Il 23 aprile si festeggia la Giornata Mondiale del Libro e del Diritto d’autore,
ricorrenza promossa dall’UNESCO
per la valorizzazione
della lettura
come attività culturale fondamental
nella storia dei popoli e dell’umanità.

La Giornata mondiale del libro e del diritto d’autore coincide con il primo giorno del “Maggio dei libri” (quest’anno dedicato a Dante), la  campagna nazionale che inizia il 23 aprile e si conclude il 31 maggio, e che vuole essere un invito a valorizzare l’eterna fertilità delle idee di cui i libri sono rappresentanti e strumento di diffusione. Il Maggio dei Libri coinvolge in modo capillare enti locali, scuole, biblioteche, librerie, festival, editori, associazioni culturali e i più diversi soggetti pubblici e privati.
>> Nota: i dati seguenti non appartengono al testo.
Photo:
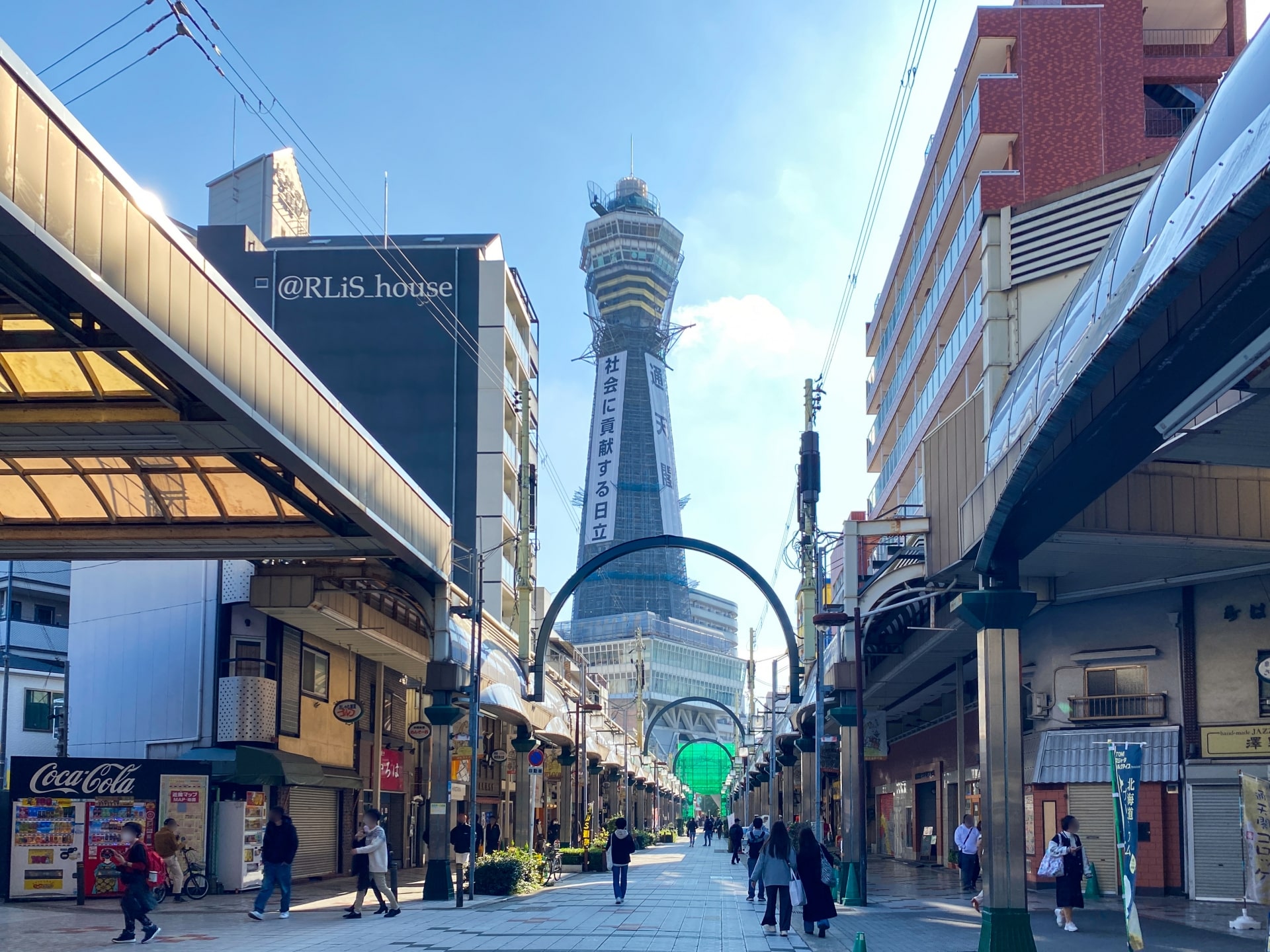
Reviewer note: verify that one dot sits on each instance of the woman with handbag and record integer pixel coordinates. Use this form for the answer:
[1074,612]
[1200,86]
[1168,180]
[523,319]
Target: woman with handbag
[816,871]
[1066,847]
[777,870]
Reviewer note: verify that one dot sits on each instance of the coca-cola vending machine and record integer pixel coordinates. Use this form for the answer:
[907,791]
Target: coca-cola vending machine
[66,810]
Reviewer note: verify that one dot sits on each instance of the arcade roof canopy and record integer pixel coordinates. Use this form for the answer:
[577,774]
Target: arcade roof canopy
[145,409]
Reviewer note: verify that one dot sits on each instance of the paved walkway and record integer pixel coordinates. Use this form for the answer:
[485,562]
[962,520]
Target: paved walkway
[680,900]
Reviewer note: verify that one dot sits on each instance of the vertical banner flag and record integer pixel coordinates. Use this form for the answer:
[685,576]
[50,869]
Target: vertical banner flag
[1255,795]
[606,446]
[663,441]
[1126,781]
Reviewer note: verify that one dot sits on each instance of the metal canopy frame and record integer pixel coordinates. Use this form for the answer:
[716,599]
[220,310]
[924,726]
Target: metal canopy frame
[640,545]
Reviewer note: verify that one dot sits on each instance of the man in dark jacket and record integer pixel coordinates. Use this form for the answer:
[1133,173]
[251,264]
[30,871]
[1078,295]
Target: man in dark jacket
[135,879]
[277,852]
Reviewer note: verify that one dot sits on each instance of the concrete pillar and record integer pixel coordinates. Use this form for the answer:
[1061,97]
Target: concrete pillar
[997,615]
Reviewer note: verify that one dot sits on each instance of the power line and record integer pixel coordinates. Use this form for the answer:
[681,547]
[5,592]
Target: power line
[900,110]
[101,32]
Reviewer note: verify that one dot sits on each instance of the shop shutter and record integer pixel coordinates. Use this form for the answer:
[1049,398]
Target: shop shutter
[1091,804]
[1216,843]
[288,687]
[316,813]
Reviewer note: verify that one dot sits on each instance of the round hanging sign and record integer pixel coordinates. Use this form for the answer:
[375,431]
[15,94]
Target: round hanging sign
[419,730]
[347,711]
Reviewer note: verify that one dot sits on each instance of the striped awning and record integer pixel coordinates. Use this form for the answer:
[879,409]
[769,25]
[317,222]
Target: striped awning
[1081,756]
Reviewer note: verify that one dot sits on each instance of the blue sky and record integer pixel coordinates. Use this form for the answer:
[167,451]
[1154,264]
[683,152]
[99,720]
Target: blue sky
[759,126]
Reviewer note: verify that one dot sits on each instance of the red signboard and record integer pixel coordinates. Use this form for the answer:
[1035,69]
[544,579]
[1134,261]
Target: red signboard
[390,771]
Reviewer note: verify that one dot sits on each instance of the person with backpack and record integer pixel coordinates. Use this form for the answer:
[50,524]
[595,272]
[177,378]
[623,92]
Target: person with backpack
[736,834]
[621,844]
[136,866]
[277,853]
[777,869]
[376,850]
[816,871]
[755,840]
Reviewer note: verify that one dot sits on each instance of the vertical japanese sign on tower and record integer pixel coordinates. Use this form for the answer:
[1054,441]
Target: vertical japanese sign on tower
[606,447]
[1126,782]
[1255,796]
[663,442]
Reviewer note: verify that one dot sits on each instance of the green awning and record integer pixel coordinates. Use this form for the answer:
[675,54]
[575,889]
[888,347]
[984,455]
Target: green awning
[263,766]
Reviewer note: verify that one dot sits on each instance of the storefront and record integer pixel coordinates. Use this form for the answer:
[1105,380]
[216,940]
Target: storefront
[66,810]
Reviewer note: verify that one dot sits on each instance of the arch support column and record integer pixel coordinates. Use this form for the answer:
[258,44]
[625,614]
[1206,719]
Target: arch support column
[997,615]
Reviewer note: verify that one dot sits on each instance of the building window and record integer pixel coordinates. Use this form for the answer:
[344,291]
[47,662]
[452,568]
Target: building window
[37,714]
[314,670]
[1111,682]
[1263,687]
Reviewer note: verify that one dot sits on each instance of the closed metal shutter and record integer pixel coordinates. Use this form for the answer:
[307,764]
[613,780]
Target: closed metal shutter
[316,813]
[1217,848]
[1091,804]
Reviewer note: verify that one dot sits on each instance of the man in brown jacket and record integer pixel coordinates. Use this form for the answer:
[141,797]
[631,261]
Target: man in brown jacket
[168,846]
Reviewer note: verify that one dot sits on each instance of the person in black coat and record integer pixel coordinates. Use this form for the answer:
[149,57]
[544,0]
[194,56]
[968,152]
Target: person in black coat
[1067,888]
[818,908]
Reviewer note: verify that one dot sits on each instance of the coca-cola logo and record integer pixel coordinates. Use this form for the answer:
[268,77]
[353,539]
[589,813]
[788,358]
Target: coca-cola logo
[105,779]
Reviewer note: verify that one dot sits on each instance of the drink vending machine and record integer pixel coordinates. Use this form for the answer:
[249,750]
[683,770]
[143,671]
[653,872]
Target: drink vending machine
[71,810]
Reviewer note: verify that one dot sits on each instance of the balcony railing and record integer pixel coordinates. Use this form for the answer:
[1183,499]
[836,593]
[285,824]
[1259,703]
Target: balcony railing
[1166,122]
[1119,707]
[1183,42]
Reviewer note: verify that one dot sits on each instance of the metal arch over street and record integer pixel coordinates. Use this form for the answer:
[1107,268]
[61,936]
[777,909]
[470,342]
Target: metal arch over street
[667,709]
[700,740]
[639,545]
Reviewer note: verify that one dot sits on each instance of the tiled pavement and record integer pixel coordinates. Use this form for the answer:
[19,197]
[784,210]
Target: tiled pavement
[680,900]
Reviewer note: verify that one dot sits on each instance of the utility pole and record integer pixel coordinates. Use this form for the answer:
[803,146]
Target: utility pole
[526,484]
[810,494]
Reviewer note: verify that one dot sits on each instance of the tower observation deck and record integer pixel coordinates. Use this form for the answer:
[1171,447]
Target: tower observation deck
[632,258]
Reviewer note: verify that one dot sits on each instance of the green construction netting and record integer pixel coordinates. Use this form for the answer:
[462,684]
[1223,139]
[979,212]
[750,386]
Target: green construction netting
[704,766]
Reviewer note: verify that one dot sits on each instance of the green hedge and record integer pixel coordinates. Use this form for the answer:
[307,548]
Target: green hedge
[508,873]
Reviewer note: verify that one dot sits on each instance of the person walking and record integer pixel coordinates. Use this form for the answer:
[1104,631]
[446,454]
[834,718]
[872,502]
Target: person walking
[277,852]
[376,850]
[755,840]
[138,899]
[361,869]
[967,840]
[813,862]
[168,846]
[736,833]
[1067,888]
[620,848]
[777,866]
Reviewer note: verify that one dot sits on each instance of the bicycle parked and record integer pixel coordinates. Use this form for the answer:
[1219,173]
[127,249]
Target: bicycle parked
[193,887]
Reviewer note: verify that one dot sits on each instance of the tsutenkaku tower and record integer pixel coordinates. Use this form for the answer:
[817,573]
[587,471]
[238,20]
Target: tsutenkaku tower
[632,258]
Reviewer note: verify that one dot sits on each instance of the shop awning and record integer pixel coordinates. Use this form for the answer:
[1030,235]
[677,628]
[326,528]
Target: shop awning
[265,767]
[1081,757]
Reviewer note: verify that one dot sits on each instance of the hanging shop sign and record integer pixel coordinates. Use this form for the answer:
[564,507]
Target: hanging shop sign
[419,730]
[1126,782]
[347,711]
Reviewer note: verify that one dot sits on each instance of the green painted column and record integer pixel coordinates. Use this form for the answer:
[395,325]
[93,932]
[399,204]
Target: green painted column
[997,615]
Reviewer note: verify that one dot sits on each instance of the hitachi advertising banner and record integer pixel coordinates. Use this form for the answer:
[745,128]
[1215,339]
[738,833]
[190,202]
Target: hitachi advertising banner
[606,447]
[1256,838]
[1126,782]
[663,441]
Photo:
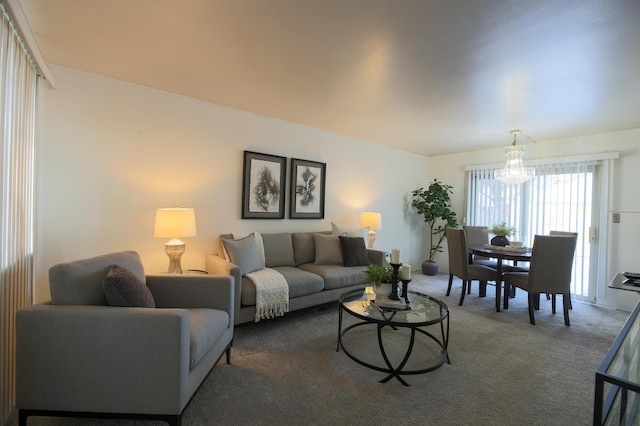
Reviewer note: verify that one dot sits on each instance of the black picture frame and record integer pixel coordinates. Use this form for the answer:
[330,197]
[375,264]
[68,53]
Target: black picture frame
[307,189]
[263,186]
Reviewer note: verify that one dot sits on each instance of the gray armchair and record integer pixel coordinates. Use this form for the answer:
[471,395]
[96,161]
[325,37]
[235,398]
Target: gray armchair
[78,356]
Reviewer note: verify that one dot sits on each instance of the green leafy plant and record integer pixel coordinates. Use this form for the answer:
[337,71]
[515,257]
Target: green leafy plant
[434,204]
[377,274]
[501,229]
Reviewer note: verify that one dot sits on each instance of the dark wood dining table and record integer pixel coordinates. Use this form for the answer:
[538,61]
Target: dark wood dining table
[500,254]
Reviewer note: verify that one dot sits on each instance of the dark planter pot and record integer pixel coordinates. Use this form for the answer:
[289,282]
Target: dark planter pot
[500,240]
[429,267]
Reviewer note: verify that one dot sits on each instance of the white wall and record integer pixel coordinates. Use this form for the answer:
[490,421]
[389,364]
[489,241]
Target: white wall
[110,153]
[622,241]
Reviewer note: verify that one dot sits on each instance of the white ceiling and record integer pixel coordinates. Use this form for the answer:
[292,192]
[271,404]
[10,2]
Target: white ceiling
[426,76]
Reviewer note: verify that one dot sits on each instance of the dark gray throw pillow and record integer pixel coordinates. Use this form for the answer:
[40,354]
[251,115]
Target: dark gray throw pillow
[123,288]
[354,252]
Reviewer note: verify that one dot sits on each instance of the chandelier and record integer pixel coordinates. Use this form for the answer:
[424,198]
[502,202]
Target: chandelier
[514,172]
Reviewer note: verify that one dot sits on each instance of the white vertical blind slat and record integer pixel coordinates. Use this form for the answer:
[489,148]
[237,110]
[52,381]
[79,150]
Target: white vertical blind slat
[18,90]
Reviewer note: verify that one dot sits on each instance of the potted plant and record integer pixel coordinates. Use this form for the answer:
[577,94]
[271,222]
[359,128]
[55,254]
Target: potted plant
[502,233]
[380,278]
[434,204]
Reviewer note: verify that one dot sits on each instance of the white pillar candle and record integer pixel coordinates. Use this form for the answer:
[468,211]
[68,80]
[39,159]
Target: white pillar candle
[406,272]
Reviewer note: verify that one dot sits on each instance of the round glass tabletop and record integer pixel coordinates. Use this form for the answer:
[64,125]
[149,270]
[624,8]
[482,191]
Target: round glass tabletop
[422,310]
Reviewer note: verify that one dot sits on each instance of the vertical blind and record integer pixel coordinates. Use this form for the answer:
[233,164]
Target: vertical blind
[561,197]
[18,89]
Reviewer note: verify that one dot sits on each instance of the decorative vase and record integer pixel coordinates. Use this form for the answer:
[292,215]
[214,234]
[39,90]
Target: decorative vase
[383,290]
[500,240]
[429,267]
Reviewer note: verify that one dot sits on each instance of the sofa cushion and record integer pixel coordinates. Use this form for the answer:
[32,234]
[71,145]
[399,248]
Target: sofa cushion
[304,246]
[206,326]
[123,288]
[80,282]
[300,283]
[328,251]
[336,276]
[236,236]
[354,251]
[244,253]
[278,249]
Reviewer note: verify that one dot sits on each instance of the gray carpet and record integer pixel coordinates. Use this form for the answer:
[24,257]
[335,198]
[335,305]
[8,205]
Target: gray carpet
[503,370]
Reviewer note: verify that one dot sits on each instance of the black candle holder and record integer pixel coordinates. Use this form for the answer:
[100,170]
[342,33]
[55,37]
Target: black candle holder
[405,295]
[394,282]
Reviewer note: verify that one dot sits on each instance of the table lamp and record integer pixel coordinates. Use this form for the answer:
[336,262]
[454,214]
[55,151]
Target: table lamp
[175,223]
[373,221]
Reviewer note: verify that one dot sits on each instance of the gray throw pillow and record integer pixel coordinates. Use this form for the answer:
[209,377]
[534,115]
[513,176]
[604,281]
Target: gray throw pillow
[122,288]
[328,251]
[244,253]
[278,250]
[354,251]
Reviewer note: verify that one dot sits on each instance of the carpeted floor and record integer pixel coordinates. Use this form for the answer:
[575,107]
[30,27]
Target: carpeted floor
[503,370]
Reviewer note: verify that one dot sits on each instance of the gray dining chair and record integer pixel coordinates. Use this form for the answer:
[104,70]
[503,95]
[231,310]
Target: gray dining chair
[477,236]
[459,264]
[574,234]
[549,272]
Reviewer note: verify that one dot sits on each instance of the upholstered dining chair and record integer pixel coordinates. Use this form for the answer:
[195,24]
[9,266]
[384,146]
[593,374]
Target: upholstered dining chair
[459,263]
[574,234]
[478,235]
[549,272]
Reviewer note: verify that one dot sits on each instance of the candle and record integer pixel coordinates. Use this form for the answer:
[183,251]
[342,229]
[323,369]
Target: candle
[406,272]
[395,256]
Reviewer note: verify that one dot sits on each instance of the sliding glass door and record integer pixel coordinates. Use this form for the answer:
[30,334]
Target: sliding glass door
[561,197]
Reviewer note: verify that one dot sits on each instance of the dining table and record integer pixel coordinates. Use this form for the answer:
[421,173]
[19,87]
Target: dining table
[516,254]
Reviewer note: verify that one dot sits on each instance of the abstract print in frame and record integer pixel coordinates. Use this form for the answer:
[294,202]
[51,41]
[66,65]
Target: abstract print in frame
[306,195]
[263,184]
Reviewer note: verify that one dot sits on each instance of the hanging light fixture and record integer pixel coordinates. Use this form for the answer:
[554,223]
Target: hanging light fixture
[514,172]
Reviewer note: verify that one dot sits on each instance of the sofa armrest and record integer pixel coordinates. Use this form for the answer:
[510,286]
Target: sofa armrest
[377,257]
[217,265]
[66,357]
[193,291]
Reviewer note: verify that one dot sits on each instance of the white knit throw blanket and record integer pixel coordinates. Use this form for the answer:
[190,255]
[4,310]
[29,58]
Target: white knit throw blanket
[272,293]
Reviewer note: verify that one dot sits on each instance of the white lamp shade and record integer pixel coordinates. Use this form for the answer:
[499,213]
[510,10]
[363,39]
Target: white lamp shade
[371,220]
[175,222]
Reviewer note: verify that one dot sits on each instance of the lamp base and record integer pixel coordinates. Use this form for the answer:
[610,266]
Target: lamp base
[174,249]
[371,237]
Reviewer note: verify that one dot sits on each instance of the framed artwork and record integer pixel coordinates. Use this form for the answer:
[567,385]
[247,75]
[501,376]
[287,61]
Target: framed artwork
[306,195]
[263,184]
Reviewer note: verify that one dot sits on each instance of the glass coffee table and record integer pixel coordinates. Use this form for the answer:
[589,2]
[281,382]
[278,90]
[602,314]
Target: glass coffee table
[423,311]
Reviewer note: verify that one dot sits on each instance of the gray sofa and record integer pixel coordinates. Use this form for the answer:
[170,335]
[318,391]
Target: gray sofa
[313,277]
[79,356]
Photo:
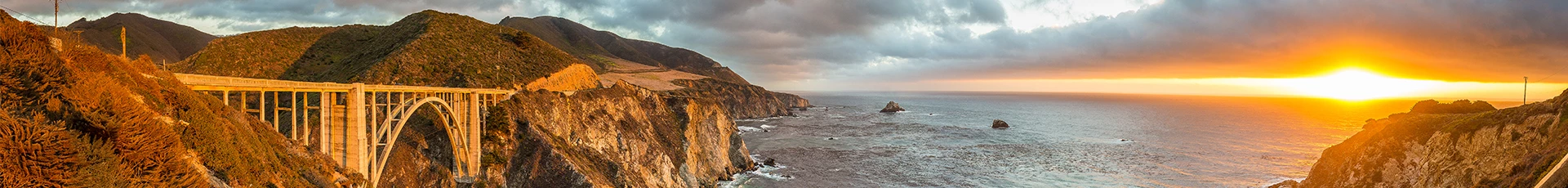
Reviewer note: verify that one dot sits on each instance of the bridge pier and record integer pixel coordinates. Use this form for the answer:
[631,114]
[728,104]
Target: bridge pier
[359,137]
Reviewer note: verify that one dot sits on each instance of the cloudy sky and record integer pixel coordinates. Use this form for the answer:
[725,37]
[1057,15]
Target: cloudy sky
[1116,46]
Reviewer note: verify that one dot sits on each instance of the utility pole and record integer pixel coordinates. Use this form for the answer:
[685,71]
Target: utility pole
[57,18]
[122,43]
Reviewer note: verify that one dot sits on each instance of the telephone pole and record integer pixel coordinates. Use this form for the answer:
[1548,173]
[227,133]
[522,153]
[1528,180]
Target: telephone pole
[122,43]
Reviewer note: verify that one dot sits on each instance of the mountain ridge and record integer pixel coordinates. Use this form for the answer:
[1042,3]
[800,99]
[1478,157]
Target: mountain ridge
[595,46]
[163,41]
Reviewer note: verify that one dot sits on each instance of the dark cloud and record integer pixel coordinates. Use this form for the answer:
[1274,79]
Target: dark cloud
[952,39]
[1460,39]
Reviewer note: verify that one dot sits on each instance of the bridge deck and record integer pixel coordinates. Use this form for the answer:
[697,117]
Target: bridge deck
[235,83]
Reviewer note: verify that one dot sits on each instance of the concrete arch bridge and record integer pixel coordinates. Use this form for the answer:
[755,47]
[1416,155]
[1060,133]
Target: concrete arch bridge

Il libro è in grado di creare contatti tra uomini di epoche e orizzonti differenti e si pone come strumento della libera espressione, contribuendo quindi a costruire e consolidare la comunità umana mondiale e a favorire la causa dei diritti umani.

La Giornata internazionale del libro fu istituita dall’Unesco nel 1996 per promuovere la lettura, la pubblicazione dei libri e la tutela del copyright, viene celebrata il 23 aprile perché giorno in cui sono morti, nel 1616, tre grandi scrittori considerati pilastri della cultura universale: Miguel de Cervantes, William Shakespeare e Garciloso de la Vega.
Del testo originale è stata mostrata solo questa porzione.